Nous n’avons pas, chevillée au corps, la volonté d’obtenir des votes unanimes. J’aime les aspérités. J’aime même l’échange et la confrontation. C’est de là que jaillissent les bonnes idées parfois. Comme vous l’avez souligné, madame Ango Ela, c’est la première fois que nous entendons autant d’arguments écologiques dans cette assemblée. Profitez-en, soutenez-nous ! (Sourires.) Puisque vous nous avez influencés, ne vous contentez pas d’exprimer votre satisfaction d’avoir entendu des arguments écologiques !

Je ne refuse absolument pas que nous ayons des échanges ou des débats un peu vigoureux, pour peu que nous parvenions à de bonnes conclusions. Cependant, il est des grands dossiers – je pense à celui qui nous occupe, mais aussi aux questions de défense, par exemple – sur lesquels un pays doit savoir se rassembler après avoir exprimé ses différences. Un vote vraiment unanime donnerait au Gouvernement et au Président de la République une force de négociation supplémentaire au niveau européen.

Mes chers collègues, comme l’a souligné Didier Guillaume, c’est avec des projets comme celui-ci, qui servent indiscutablement l’intérêt général, que l’Europe, qui est aujourd'hui mal perçue, pourra reprendre la main. Nous en sommes tous convaincus.

Alors, aidons l’Europe à reprendre la main en étant nous-mêmes rassemblés, au lieu d’offrir le spectacle de nos « chicailles » sur des dossiers d’une telle ampleur.

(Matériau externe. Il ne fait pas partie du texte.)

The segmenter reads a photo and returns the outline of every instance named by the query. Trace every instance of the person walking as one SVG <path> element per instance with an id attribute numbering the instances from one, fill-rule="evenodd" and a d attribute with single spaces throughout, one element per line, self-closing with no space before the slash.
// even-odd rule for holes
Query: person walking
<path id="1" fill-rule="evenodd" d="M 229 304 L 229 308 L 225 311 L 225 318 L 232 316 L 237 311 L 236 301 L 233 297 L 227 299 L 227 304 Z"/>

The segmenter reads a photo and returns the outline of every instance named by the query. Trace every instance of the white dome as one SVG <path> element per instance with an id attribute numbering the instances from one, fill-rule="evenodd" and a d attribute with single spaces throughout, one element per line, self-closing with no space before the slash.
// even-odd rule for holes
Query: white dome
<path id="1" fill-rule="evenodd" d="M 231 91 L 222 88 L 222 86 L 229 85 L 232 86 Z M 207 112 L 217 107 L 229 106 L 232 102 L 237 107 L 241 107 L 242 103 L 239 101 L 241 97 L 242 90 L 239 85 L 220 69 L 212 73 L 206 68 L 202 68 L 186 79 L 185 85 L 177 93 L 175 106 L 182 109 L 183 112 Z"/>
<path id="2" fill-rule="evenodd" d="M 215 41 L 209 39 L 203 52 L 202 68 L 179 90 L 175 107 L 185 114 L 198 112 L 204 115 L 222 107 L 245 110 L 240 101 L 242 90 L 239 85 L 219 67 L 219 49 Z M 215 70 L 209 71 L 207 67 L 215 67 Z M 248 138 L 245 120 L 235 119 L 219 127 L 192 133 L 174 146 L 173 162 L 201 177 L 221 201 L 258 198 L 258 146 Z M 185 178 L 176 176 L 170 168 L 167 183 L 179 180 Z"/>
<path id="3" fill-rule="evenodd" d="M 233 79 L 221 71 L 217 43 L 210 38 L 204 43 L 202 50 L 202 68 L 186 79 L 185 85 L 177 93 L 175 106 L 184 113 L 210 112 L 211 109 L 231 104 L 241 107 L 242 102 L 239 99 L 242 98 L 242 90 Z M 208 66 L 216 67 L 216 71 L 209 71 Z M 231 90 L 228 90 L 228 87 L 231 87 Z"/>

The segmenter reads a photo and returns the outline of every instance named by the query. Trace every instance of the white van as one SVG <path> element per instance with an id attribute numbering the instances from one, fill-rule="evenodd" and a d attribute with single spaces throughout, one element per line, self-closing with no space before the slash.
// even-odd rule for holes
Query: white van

Ma chère collègue, vous avez cité Philippe Essig et Jean-Pierre Duport. J’ai travaillé avec eux pendant douze ans au conseil régional d’Aquitaine. Vous les écoutez au sujet de la ligne Lyon-Turin, mais que ne les avez-vous écoutés au sujet de la ligne à grande vitesse Sud Europe Atlantique ! Leurs avis, vous les combattiez, alors. Et vous les reprendriez maintenant au sujet de la ligne Lyon-Turin, au motif qu’ils ne sont pas aussi favorables que nous l’aurions souhaité ?

Ce n’est pas de très bonne méthode ; je vous le dis avec beaucoup de gentillesse, mais aussi avec beaucoup de fermeté. Lorsque l’on veut fonder son engagement politique sur une argumentation féconde et forte, on ne fait pas une utilisation à géométrie variable des arguments.

Compte tenu des exigences de sécurité et du souci de l’attractivité économique, mais aussi de la moindre dangerosité écologique, le dossier me semble indiscutable. Il convient donc que nous lui apportions le soutien le plus massif, afin qu’il puisse prospérer d'abord au niveau bilatéral, dans deux jours, puis au niveau européen, comme le souhaitent tous nos amis rhônalpins.

Monsieur le ministre, permettez à l’Aquitain que je reste, même à la tête de cette commission, de vous dire que les flux de fret sont encore plus importants dans les Pyrénées que dans les Alpes. Je ne suis pas en train de réclamer quoi que ce soit ; la priorité, c’est la ligne Lyon-Turin, et il faut s’en occuper dès maintenant. Mais que l’on ne me parle pas d’Algésiras, de Séville ou de Lisbonne comme le cœur de l’Europe : il est nécessaire de franchir les Pyrénées pour atteindre ces villes !

Si nous en sommes à 7 400 camions par jour dans cette partie des Alpes, ce sont plus de 10 000 camions qui traversent quotidiennement les Pyrénées à chacune de leurs extrémités. La réalisation d’une ligne ferroviaire aurait donc exactement les mêmes vertus dans les Pyrénées que dans les Alpes. En outre, le projet coûterait moins cher dans les Pyrénées, car le massif à traverser, même pour un tunnel de base, est beaucoup moins important. Au moment où nous travaillons sur la LGV Sud Europe Atlantique, il faut intégrer ce paramètre dans notre vision de l’aménagement du territoire, d’autant que d’intéressants financements européens pourraient être mobilisés.

Cela étant, il s’agit aujourd'hui de la ligne Lyon-Turin. Nous soutenons ce projet. Après deux heures de débats féconds en commission – je vous en remercie, monsieur le rapporteur –, le vote de la commission a été extrêmement favorable, puisqu’il n’y a eu qu’une seule opposition. (Applaudissements sur les travées de groupe socialiste, de l'UMP et de l'UDI-UC, ainsi que sur les travées du RDSE.)